Halbuki biz, “Herkes kendi kapısının önünü temizlese, sokak tümüyle temiz olur” anlayışına sahip bir kültürden geliyoruz. Bu da öz kültürümüze ne denli ters düştüğümüzün açık işaretidir.
Neredeyse hayatımızın anlamı, daha doğrusu anlamsızlığı, nemelazım(cılık), boş vermişlik, bana ne(cilik), vurdumduymazlık ve bana dokunmayan (!) yılan bin yaşasın tavrına endeksli.
Bu hal, demokrasimize de yansımış ve onu sandıktan ibaret bellemişiz. Oy verdik ya; işimiz bitti deyip, bir dahaki oy verme dönemini bekliyoruz. Bu arada yapılması gereken bütün işleri, seçtiklerimizden bekliyoruz.
Niçin yapmıyorsun veya neden böyle yapıyorsunuz diye eleştirilerimiz olmasına rağmen, işlerin sürekli uzağında durup seyretmekle yetiniyoruz.
Yani Batı’daki gibi katılımcı bir demokrasi bizde hak getire!
En hayati sorunlarımızda bile hiç kimse en ufak bir sorumluluk almak istemiyor ve elini taşın altına koymuyor.

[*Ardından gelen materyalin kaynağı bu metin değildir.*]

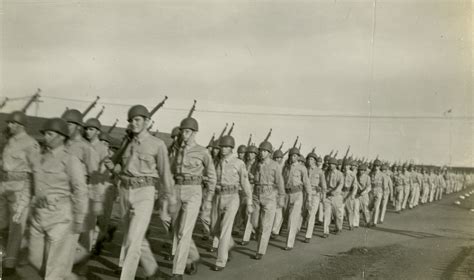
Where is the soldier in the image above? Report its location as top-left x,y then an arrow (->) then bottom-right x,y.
380,164 -> 393,224
0,111 -> 40,276
392,166 -> 405,214
283,148 -> 313,251
61,109 -> 99,271
172,117 -> 216,279
323,158 -> 344,238
84,118 -> 116,255
370,159 -> 388,226
213,135 -> 253,271
354,163 -> 372,228
341,160 -> 357,230
112,105 -> 177,279
237,145 -> 247,161
402,164 -> 412,210
250,141 -> 285,260
304,153 -> 326,243
29,118 -> 89,279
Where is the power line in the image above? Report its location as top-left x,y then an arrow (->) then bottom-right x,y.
41,95 -> 474,120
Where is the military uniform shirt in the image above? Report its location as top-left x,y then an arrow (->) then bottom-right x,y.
34,145 -> 89,223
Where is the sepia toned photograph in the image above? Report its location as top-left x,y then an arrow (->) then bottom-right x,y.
0,0 -> 474,280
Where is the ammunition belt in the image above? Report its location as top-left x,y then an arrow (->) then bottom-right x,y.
174,174 -> 202,185
120,175 -> 158,189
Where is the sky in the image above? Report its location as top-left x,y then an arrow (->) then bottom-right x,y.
0,0 -> 474,166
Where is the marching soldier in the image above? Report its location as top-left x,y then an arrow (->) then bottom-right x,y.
0,111 -> 40,276
113,105 -> 177,280
370,159 -> 388,226
84,118 -> 116,254
341,160 -> 357,230
324,158 -> 344,238
29,118 -> 89,279
283,148 -> 313,251
354,163 -> 372,228
380,164 -> 393,224
304,153 -> 326,243
172,117 -> 216,279
250,141 -> 285,260
213,135 -> 253,271
392,166 -> 405,214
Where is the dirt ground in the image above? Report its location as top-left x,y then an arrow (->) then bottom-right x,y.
5,185 -> 474,280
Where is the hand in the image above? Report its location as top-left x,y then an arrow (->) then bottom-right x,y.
168,199 -> 178,215
12,209 -> 23,224
72,222 -> 84,234
247,204 -> 255,215
202,200 -> 212,211
278,196 -> 285,208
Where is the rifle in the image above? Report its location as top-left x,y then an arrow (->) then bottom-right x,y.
227,123 -> 234,136
111,96 -> 168,164
0,97 -> 8,109
21,89 -> 41,113
188,99 -> 196,118
82,96 -> 100,117
293,136 -> 300,148
218,123 -> 229,140
344,145 -> 351,159
107,119 -> 118,134
95,106 -> 105,119
263,128 -> 272,142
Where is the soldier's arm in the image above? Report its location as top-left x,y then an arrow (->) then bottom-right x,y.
239,162 -> 252,205
155,143 -> 176,202
301,167 -> 313,198
203,150 -> 217,202
66,155 -> 89,223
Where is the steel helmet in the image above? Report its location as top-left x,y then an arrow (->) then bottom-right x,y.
258,141 -> 273,153
237,145 -> 247,154
179,118 -> 199,131
84,118 -> 102,130
128,105 -> 150,121
41,118 -> 69,138
6,111 -> 27,126
219,135 -> 235,148
61,109 -> 83,126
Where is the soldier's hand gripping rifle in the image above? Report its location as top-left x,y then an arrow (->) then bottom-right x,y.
20,89 -> 41,113
95,106 -> 105,119
111,96 -> 168,164
82,96 -> 100,117
107,119 -> 118,134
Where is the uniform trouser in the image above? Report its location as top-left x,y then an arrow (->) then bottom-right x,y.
324,194 -> 344,234
286,191 -> 303,248
428,184 -> 436,202
212,193 -> 240,267
408,184 -> 420,208
421,184 -> 430,203
272,191 -> 288,235
372,188 -> 383,225
380,192 -> 390,222
28,202 -> 77,280
173,185 -> 202,274
305,193 -> 321,238
402,185 -> 412,209
254,190 -> 277,255
394,186 -> 404,211
0,180 -> 30,268
354,194 -> 371,227
341,192 -> 354,227
97,184 -> 116,240
242,194 -> 260,242
119,186 -> 158,280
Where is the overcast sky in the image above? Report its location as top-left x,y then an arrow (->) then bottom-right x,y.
0,0 -> 474,166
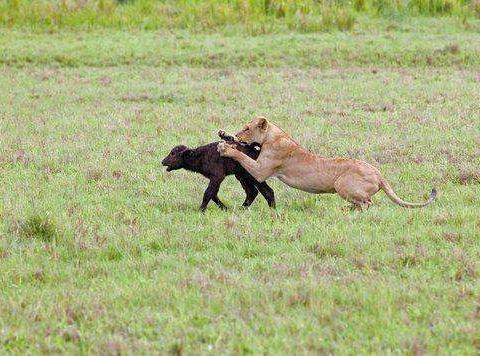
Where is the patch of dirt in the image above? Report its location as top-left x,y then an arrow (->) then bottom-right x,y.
458,171 -> 480,185
61,326 -> 80,343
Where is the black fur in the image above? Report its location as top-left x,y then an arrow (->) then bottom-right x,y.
162,132 -> 275,211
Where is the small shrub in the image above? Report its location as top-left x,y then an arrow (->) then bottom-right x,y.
20,215 -> 57,242
472,0 -> 480,19
335,9 -> 355,31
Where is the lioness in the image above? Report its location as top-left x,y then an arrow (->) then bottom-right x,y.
218,117 -> 437,210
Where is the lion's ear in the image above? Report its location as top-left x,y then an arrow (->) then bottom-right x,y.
257,117 -> 268,130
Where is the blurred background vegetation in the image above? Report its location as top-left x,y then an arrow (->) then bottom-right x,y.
0,0 -> 480,34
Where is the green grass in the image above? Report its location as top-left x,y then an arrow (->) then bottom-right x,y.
0,0 -> 480,34
0,24 -> 480,354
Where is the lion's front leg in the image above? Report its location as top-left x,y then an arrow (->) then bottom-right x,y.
218,142 -> 274,182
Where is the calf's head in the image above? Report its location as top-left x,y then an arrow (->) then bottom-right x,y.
162,145 -> 191,172
235,116 -> 269,145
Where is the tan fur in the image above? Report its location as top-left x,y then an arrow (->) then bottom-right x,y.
218,117 -> 436,210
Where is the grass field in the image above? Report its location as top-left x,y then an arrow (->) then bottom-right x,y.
0,19 -> 480,355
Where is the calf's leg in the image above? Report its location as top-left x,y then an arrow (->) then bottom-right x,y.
200,177 -> 225,211
255,181 -> 276,209
235,173 -> 258,208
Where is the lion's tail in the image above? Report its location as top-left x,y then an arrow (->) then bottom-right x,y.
380,179 -> 437,208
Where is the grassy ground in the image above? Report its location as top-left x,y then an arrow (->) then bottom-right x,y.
0,24 -> 480,354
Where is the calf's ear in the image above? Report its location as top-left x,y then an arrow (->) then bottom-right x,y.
257,117 -> 268,130
182,148 -> 193,158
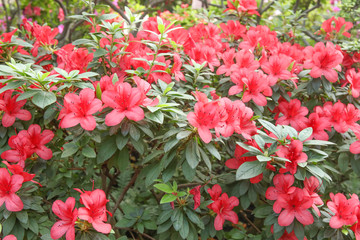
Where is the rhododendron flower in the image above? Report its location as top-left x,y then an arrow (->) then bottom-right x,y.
55,44 -> 94,73
261,54 -> 292,86
0,168 -> 24,212
1,124 -> 54,168
102,83 -> 145,126
229,71 -> 272,106
171,53 -> 186,81
50,197 -> 78,240
321,16 -> 353,40
225,0 -> 260,16
189,185 -> 201,210
0,90 -> 31,127
345,68 -> 360,98
274,188 -> 314,226
188,44 -> 220,71
207,184 -> 239,231
304,42 -> 343,82
220,20 -> 246,42
304,176 -> 324,217
59,88 -> 102,131
18,124 -> 54,160
276,140 -> 308,174
216,48 -> 235,76
187,102 -> 227,143
326,193 -> 359,228
1,136 -> 32,168
3,235 -> 17,240
350,130 -> 360,154
2,161 -> 41,186
75,189 -> 111,234
276,99 -> 309,131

Yahu! Bu ülke içeride ve dışarıda kıyasıya bir savaşın içinde. Allah saklasın, bu ülke batarsa, kenarda tespih böcekleri gibi içine kapanmış oturan, o neme lazım(cı) zevat yerlerinde mi kalacak?
Savaş halinde bile bir araya gelemeyenlerin cesetlerinin bir araya getirileceğini düşünemeyecek kadar ebleh miyiz?

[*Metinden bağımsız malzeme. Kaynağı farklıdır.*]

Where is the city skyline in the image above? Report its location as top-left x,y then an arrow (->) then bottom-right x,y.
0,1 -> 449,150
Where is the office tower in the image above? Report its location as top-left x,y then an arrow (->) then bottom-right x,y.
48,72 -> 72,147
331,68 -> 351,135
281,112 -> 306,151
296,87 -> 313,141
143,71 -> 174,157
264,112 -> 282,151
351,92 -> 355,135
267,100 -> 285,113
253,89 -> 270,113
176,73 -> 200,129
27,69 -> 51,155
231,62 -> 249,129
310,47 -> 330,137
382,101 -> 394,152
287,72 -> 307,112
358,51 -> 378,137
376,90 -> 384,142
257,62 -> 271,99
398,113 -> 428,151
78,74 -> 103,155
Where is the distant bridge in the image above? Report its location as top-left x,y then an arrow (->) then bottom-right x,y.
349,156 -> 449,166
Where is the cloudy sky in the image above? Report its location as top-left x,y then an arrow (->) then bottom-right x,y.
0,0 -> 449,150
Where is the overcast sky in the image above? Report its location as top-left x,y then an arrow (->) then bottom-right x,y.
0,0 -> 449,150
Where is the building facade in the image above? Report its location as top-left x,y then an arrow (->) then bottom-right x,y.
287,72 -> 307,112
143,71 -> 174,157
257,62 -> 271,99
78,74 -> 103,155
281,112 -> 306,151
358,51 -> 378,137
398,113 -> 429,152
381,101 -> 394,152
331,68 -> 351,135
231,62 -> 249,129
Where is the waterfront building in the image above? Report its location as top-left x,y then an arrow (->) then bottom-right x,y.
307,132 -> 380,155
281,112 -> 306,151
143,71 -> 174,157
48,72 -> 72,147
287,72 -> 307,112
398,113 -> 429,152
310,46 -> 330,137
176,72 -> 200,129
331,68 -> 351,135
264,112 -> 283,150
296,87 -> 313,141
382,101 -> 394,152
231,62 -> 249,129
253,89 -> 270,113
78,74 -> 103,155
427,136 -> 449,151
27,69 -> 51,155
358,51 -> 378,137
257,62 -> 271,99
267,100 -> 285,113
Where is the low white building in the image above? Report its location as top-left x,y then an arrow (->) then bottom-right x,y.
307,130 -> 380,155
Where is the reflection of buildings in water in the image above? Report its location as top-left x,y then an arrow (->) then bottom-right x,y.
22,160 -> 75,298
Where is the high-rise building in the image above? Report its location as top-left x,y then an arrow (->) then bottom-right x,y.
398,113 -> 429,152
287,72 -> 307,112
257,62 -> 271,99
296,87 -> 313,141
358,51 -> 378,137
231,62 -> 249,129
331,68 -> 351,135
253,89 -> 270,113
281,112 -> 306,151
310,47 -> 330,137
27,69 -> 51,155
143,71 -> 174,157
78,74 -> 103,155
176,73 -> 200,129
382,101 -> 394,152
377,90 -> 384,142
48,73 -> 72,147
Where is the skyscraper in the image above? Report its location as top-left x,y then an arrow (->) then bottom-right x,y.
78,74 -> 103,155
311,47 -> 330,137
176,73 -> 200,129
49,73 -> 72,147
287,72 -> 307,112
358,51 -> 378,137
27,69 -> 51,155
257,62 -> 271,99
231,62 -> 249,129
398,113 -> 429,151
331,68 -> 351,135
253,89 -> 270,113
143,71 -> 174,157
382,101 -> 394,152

Yoksa köşeyi döndüler de artık kim gelirse gelsin, bize bir şey yapılamaz mı diyorlar?!
Hangi partiden olursa olsun, siz hiç FETÖ ile mücadele eden belediye başkanı duydunuz mu? Beldelerinde yığınla sorun dururken, en basitinden asfaltı ve kanalizasyonu halletmemişken, pavyon şarkıcılarının reklamlarını aratmayan sırıtık boy fotoğraflarıyla şehrin köşe başlarını tutmalarına ne demeli?
Yahu! Bu ülkenin Cumhurbaşkanı, Başbakanı FETÖ ile mücadelede yırtınıyor, neden onları yalnız bırakıyorsunuz? Daha düne kadar tüm teşkilatlarınıza (özellikle akçeli işlerde) FETÖ’cülerden adım atılmıyordu. Hani, nerede bunlar? Onlar bir şekilde sinip, güneşin doğmasını bekliyor. Siz de mi aynı düşüncedesiniz?

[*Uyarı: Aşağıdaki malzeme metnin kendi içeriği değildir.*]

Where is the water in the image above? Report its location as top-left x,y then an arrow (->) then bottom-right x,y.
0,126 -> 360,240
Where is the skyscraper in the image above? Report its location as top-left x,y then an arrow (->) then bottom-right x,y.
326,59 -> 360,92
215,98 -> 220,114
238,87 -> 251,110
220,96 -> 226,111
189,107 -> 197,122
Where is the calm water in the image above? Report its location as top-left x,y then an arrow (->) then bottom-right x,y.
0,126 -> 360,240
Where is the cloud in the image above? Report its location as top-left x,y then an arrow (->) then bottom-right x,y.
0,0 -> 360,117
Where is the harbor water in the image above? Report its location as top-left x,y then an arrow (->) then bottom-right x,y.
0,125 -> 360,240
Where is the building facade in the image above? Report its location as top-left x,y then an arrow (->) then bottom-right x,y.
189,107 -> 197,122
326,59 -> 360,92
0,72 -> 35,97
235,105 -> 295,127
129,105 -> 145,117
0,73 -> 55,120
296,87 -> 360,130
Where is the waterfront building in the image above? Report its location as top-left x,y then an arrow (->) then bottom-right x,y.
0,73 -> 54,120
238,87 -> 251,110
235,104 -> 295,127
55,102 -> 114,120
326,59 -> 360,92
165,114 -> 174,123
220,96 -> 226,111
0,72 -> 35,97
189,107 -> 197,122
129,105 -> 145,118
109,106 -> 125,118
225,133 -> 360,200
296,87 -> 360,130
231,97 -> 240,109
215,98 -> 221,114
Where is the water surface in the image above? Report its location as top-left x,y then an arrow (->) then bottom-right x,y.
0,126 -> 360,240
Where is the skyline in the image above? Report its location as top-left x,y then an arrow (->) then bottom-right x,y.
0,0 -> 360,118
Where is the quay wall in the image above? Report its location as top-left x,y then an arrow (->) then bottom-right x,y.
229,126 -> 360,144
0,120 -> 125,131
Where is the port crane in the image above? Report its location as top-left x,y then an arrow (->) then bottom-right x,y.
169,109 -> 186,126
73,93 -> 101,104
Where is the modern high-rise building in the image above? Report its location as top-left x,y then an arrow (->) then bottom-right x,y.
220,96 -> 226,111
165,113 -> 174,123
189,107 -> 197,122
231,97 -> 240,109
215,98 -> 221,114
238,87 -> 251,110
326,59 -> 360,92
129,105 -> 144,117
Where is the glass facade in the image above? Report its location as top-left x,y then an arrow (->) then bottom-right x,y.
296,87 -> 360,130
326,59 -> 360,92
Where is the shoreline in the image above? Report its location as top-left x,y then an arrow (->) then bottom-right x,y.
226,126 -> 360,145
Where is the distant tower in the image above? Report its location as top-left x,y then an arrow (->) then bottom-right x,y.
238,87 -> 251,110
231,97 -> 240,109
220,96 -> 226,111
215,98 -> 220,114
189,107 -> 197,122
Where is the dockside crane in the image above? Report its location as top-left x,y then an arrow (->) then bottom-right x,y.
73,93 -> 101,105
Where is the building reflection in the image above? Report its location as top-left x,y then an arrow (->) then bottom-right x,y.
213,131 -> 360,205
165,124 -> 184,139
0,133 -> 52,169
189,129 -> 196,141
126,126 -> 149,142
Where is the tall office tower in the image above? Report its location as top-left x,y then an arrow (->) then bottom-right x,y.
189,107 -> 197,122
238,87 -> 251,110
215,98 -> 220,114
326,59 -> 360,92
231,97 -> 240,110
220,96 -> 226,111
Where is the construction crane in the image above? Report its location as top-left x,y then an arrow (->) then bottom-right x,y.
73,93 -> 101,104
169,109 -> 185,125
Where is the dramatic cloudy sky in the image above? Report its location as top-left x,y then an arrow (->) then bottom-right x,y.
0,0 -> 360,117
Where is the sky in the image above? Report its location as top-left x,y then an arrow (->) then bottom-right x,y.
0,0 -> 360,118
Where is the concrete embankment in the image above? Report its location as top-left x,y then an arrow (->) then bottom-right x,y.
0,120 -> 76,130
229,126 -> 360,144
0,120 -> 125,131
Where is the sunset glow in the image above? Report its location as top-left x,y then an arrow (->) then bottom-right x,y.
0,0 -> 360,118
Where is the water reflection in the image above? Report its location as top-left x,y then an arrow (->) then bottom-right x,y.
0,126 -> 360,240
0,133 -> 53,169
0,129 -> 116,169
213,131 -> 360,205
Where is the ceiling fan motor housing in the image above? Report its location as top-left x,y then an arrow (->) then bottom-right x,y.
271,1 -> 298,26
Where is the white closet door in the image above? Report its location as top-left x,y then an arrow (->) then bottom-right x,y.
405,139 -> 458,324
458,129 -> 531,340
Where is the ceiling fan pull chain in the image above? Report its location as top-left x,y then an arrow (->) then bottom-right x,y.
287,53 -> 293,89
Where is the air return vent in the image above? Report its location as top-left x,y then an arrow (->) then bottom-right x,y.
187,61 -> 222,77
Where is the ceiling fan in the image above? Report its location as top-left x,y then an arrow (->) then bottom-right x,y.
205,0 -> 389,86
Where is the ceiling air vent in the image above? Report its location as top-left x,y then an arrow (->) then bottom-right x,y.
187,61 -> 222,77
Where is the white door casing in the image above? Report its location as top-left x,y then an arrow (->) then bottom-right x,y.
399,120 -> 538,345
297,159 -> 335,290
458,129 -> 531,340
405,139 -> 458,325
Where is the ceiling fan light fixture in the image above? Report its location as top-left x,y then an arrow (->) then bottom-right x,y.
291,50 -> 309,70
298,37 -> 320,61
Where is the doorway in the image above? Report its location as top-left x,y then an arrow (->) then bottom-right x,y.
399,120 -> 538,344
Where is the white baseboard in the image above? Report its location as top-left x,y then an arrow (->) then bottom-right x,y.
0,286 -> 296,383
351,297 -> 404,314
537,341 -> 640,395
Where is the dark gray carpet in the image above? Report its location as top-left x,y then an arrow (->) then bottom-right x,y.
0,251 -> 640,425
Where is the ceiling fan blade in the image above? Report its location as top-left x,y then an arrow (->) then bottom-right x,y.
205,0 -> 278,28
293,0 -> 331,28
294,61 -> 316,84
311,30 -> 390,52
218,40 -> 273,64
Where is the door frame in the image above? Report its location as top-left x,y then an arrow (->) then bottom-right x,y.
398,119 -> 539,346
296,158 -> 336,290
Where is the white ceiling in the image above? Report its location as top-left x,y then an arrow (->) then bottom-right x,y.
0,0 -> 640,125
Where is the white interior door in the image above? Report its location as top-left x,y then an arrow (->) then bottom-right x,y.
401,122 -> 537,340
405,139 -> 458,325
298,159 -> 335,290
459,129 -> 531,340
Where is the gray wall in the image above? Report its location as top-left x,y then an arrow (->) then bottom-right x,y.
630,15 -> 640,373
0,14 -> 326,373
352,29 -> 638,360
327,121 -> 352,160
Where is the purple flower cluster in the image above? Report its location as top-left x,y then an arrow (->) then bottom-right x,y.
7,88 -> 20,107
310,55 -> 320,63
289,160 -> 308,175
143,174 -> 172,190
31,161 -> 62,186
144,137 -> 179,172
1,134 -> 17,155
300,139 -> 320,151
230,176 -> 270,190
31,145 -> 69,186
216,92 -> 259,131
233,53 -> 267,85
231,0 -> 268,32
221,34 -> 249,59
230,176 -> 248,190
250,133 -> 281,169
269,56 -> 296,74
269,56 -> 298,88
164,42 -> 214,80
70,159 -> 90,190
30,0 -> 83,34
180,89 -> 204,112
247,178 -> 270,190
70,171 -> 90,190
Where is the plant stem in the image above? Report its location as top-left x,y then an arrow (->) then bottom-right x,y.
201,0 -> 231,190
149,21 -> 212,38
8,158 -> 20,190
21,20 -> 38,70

Yoksa onlarla olan ortak çıkarlarınıza halel gelir mi düşünüyorsunuz?
Mademki ülkede bir savaş veriliyor; herkese düşen, sorumluluğu oranında cephede yer almak değil midir?
Bu ülke sizi cumhurbaşkanı yaptı, başbakan, parti başkanı, bakan, milletvekili, belediye başkanı ve her çeşidinden bürokrat yaptı. Sizleri yetkilendirerek sorumlu kıldı.
Biriniz çıkıp da televizyonlarda veya yazılı medyada bu savaşın bir yerinden tutup konuşmuyor veya beyanat vermiyorsunuz. Hani haksızlık karşısında susan dilsiz şeytandı?
Bu pısırık halinizle, şeytanın maskarası olduğunuzu görmüyor musunuz?
Sizin suskunluğunuz, insana ister istemez, bunların FETÖ ile ortak paydaları mı var sorusunu sorduruyor! Neden bu töhmetten kendinizi kurtarmak için bir şeyler yapmıyorsunuz?
Bu milletin size sunduğu onca makamın hiç mi kıymet-i harbiyesi yok? Nerede sizin sorumluluklarınız?
Kızılca kıyamet koparken, bu tavrınız ayıptır, günahtır ve zulümdür!